Still, even if enactive new naturalists have the benefit of added perspective, urgency, and clarity of purpose, they may not be able to advance without reversing the turn to piecemeal philosophy described in the last section. This is perhaps the most immediate challenge to new naturalism today; it may also be the most important reason for considering the history of pragmatism. I suggest that that the turn to piecemeal philosophy was the main reason for the failure of new naturalism in the last century and, furthermore, I suggest that the reasons for this turn were mainly institutional, not intellectual (cf. Good, 2003). In short, the evolution of professional philosophy as a discipline, in keeping with wider academic trends of disciplinary specialization and compartmentalization, led to an institutional environment in which large-scale projects like new naturalism cannot get a foothold.

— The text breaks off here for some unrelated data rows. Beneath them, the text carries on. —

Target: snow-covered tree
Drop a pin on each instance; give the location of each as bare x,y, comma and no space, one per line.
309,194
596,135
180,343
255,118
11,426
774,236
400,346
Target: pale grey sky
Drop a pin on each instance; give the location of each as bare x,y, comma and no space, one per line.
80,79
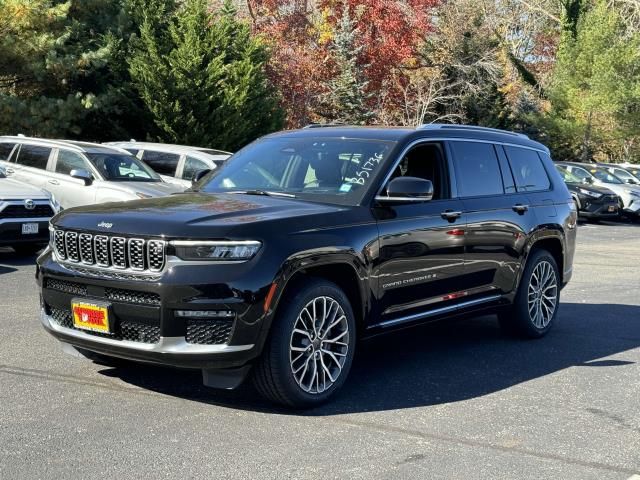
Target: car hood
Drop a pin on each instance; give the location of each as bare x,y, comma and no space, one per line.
153,189
591,188
11,189
193,215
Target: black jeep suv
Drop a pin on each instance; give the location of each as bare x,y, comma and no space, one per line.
306,242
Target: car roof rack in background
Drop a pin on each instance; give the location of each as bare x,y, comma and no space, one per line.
454,126
323,125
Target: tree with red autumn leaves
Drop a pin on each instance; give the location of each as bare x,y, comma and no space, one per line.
305,57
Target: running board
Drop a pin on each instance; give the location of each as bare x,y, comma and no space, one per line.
437,311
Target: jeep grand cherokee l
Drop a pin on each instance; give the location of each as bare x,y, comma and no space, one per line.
307,241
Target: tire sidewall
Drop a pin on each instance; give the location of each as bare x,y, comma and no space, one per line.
522,305
281,335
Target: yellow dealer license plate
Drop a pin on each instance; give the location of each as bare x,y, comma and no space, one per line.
92,316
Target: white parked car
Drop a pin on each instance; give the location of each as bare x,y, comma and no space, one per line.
25,212
79,173
176,163
596,175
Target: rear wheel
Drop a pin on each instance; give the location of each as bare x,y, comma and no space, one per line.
535,307
310,349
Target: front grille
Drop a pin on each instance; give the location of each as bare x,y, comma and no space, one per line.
130,296
20,211
110,252
209,331
66,287
113,294
124,330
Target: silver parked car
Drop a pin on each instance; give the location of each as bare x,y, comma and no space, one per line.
176,163
79,173
25,212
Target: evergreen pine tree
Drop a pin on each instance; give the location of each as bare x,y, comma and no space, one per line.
203,78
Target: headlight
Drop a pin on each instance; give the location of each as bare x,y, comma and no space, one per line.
214,250
589,193
54,203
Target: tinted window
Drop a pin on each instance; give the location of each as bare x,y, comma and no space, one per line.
118,167
34,156
68,161
162,162
477,169
193,166
527,169
5,150
324,169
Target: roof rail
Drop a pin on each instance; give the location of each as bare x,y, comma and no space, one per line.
435,126
323,125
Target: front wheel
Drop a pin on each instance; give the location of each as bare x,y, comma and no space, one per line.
310,349
535,307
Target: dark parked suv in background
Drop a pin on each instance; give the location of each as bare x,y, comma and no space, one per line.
308,241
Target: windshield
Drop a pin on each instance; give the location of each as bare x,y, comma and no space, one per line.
118,167
604,176
567,176
331,170
624,175
211,151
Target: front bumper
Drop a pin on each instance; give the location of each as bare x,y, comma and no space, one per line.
146,326
170,351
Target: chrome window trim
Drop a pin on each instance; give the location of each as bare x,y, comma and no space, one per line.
444,139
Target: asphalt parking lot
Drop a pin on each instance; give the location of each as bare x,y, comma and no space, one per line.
454,400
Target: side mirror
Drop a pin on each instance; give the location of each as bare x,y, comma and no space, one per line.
199,174
82,174
407,189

If I am right, enactive proponents of new naturalism must come to terms with the comprehensive scope of their project and try to specify what it would mean for it to gain traction both within and beyond the academy. They may prefer to use terms other than “comprehensive” and “systematic” to describe their endeavor, but I do not think it will help to tiptoe around the questions that are signaled by these terms. How do we build the consensus required for sweeping intellectual reform? What kinds of institutional reforms are required, and how do we make these happen? Early pragmatists and other new naturalists of their time believed that a large-scale philosophical reconstruction of science could be carried out in non-foundationalist, non-dogmatic fashion through a dialectical method not unlike that endorsed by enactive theorists today. However, it should be remembered that the academic context in which pragmatist-led new naturalism emerged was very different: in 1925 the term interdisciplinary did not yet exist, probably because the highly compartmentalized institutional environment to which it refers was still coming into existence.Footnote 15 What can it practically mean to carry out a comprehensive intellectual reform within the much more tightly “disciplined” institutional environment of present-day academia?

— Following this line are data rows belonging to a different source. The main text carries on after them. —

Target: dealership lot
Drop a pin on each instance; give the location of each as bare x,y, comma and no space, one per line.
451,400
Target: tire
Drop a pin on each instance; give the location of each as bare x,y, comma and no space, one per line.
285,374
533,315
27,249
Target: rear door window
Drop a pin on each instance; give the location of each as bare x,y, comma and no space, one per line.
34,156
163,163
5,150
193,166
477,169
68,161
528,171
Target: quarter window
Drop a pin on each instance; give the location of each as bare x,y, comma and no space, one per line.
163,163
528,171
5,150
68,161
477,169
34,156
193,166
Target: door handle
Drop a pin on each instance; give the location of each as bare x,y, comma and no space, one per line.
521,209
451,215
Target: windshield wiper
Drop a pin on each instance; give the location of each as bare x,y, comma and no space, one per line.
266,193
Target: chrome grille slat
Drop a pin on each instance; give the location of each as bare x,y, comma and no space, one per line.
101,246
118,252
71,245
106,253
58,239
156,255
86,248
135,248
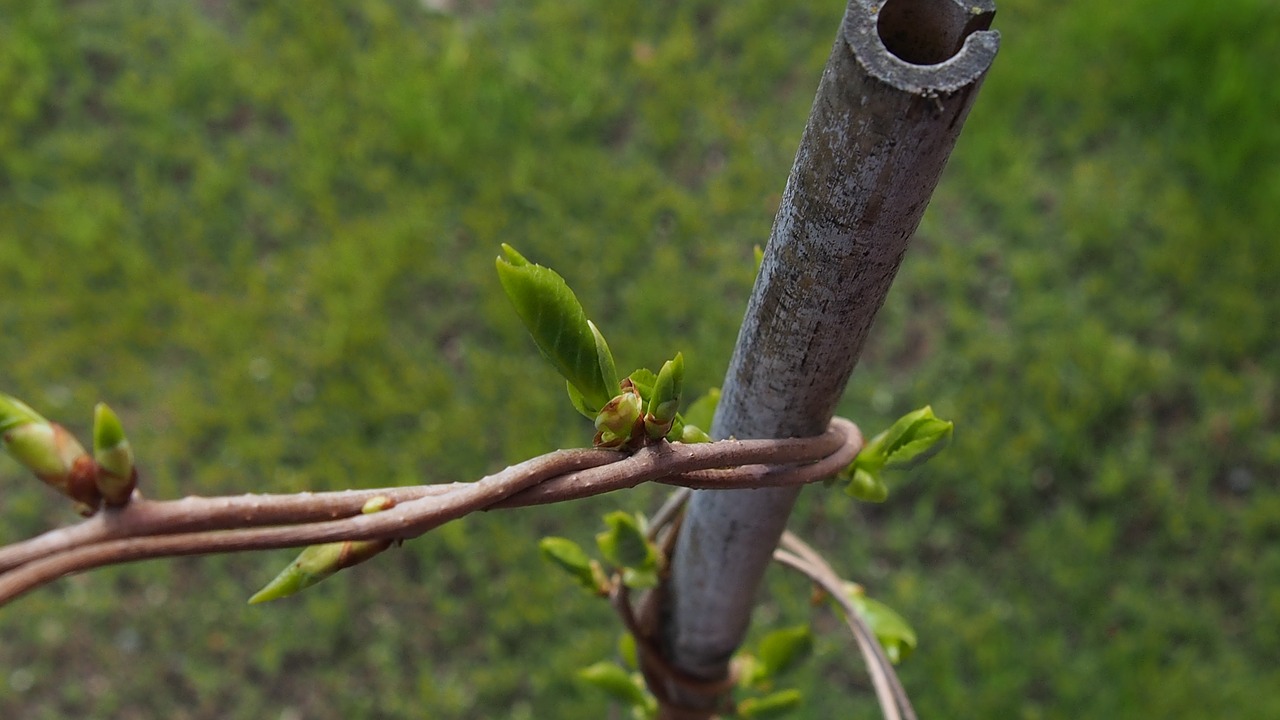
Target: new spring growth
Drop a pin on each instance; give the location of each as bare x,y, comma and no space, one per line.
621,420
320,561
906,443
558,326
664,401
117,475
51,452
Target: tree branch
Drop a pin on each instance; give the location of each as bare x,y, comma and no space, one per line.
199,525
890,692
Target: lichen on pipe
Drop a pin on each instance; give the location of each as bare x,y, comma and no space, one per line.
888,109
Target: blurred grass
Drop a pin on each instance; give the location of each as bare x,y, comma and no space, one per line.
265,232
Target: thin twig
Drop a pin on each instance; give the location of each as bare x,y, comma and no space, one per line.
890,692
229,524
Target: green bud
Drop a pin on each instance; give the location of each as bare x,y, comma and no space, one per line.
867,486
620,422
664,401
117,475
320,561
51,452
693,433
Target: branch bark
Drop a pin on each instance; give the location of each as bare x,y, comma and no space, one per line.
200,525
888,109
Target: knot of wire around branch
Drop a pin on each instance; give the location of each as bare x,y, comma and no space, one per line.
202,525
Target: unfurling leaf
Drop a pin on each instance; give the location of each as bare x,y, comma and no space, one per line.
867,487
558,326
891,629
664,400
693,433
912,440
117,475
320,561
784,648
775,705
572,559
627,651
625,545
615,679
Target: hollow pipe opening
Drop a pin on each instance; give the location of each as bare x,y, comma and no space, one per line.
923,32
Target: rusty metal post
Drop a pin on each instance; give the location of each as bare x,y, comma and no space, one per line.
892,99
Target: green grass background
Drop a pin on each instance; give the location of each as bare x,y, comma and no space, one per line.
265,233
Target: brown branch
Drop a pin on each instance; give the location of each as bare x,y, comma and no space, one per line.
196,525
888,689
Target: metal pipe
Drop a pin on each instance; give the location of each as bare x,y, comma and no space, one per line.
892,99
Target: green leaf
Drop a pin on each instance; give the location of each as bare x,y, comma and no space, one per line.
117,475
14,413
664,401
752,674
627,651
702,411
558,326
894,633
570,557
625,545
693,433
781,650
615,679
775,705
643,379
580,402
912,440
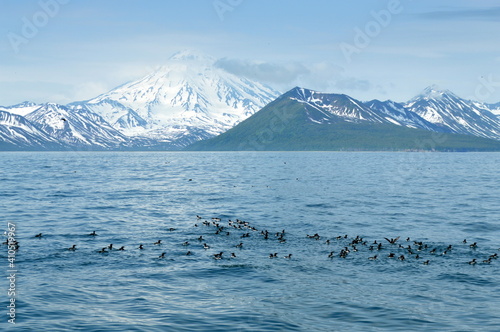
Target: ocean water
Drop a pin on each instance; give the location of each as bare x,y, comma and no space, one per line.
133,198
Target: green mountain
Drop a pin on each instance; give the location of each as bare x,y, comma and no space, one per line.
301,120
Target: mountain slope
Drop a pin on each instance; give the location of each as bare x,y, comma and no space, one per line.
75,126
186,100
291,124
446,110
398,114
17,133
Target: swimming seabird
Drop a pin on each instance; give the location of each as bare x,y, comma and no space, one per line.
392,241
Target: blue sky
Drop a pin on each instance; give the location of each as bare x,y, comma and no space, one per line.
391,49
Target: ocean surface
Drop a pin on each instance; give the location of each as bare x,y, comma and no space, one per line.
350,200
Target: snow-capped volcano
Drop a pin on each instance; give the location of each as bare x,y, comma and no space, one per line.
189,98
443,108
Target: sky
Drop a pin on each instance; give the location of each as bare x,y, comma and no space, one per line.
71,50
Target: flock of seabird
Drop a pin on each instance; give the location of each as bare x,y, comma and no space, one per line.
392,248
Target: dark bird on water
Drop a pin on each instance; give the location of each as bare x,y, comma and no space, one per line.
392,241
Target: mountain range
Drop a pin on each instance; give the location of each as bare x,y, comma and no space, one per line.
192,103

Robert Talisse’s argument (2008) for a plurality of approaches that gradually builds up consensus by working on specific problems in piecemeal fashion tacitly presumes the kind of institutional context in which pluralism leads to sustained conversation rather than fragmentation into hyperspecialized cliques (see Haack, 2016). I do not mean to suggest that pluralism is an obstacle to new naturalism. On the contrary, in principle, it should be a strength. In fact, one of the singular virtues of enactive theory is its embrace from the beginning of a richly pluralistic approach that brings scientific research into conversation with multiple traditions and methods of philosophy, including theories and methods of Buddhism. The question, rather, is this: What kind of institutional context is needed to sustain this richly pluralistic approach as enactive theory expands its scope to include a reconstructed view of nature and arguments for the reform of science?

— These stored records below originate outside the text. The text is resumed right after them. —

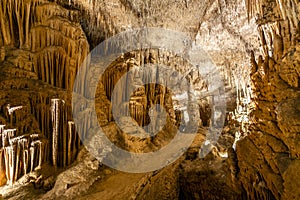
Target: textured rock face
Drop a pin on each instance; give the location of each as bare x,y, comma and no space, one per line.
43,43
42,46
268,157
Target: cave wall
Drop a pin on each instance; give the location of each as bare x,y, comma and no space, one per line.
268,158
42,47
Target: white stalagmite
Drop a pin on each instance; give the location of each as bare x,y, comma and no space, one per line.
32,154
10,163
71,141
55,121
25,160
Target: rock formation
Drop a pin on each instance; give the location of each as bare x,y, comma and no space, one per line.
255,46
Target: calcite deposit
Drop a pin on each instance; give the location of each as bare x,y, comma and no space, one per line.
247,144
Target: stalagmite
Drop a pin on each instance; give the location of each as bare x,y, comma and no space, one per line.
55,121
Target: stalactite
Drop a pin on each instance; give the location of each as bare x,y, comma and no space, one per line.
55,108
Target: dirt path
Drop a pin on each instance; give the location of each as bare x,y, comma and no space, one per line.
117,186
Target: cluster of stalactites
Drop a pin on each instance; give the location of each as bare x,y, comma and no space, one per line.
65,141
20,154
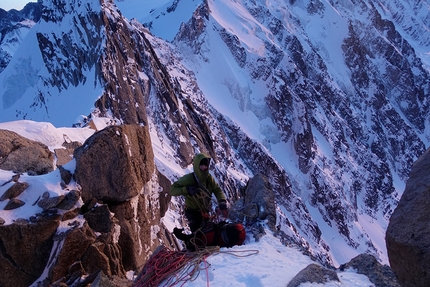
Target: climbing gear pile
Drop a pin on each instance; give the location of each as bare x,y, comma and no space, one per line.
167,268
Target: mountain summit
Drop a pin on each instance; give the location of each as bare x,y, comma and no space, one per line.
327,99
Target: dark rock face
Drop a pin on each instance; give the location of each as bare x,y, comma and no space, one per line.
378,274
258,202
109,155
125,197
313,273
20,154
25,248
408,232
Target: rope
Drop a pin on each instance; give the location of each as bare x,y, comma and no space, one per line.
170,267
167,268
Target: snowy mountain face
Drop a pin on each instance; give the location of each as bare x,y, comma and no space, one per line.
14,25
328,99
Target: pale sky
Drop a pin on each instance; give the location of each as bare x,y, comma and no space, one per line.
14,4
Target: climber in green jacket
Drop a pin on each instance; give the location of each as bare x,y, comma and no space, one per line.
198,187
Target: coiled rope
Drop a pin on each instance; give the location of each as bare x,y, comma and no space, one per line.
169,268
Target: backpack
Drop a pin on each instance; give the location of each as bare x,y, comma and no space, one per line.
221,234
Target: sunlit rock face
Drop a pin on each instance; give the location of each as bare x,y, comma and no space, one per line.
337,94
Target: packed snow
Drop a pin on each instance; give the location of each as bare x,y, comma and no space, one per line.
254,264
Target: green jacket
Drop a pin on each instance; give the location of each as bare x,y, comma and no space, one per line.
202,200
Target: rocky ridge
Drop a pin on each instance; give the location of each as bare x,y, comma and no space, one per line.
372,124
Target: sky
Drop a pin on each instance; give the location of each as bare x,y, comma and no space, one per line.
13,4
212,87
254,264
275,264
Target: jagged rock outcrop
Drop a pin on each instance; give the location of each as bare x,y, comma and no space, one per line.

This final question of institutional context may seem far removed from the main goal of new naturalism, the inclusion of experience within a reconstructed scientific understanding of nature. But it is worth considering the possibility that what caused the eclipse of new naturalism in the last century was not a lack of good ideas about how to integrate experience and nature but rather the accommodation of philosophy and science to the professional demands of their institutional environment. It cannot be a coincidence that the kinds of philosophy and science that have come to dominate the modern academy are those that are most easily carried out within tightly controlled disciplinary niches. In theory, this environment does not require the separation of experience from nature, but it is easy to see how it contributes to its entrenchment in practice. As long as this is the environment in which ideas about experience and nature must prove their worth, new naturalism will need more than good ideas.